As I mentioned before all free assemblies included to solution. But since I can't do the same to commercial solutions, you may see next image on UI for some, that are not installed on your PC once you try to render it:
If you wanna test commercial you must download them from appropriate link (i've provided links for each solution and showed them right on the UI).
You can test each solution on your PC, or compare performance for all charts. User interface is quite simple:
- You can run test for one selected solution (for example, you want to perform test-drive for some attracting solution right on fly, modifying existing code). Select solution and press 'Check'.
- You can configure each solution for your needs, and compare performance with parameters that you are interested in. Select amount of iterations for testing and press 'Compare all solutions'.

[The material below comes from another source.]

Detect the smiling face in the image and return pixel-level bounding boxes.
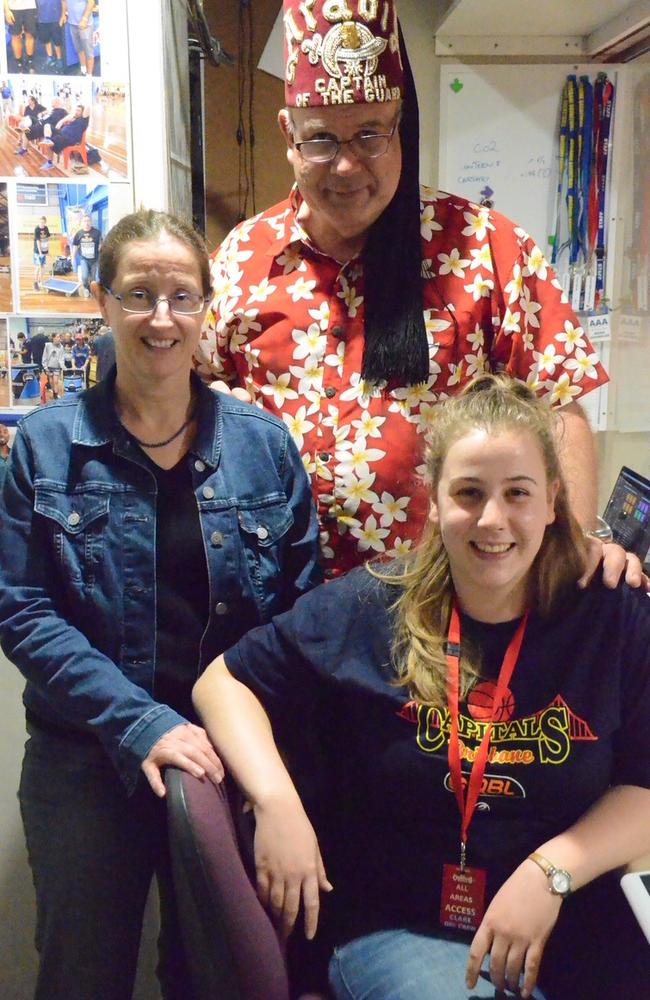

If I missed some interesting chart solution, that can be used in .NET - just let me know, and I'll try to include it as soon as possible. Or, since this project also available at GitHub (https://github.com/perevernihata/DotNetChartingOverview), you can make these changes by yourself.
History
30.07.14 - introduced dotnetCharting solution to the article and sources.
04.08.14 - introduced Infragistics solution to the article and sources. All images hosted on CodeProject servers.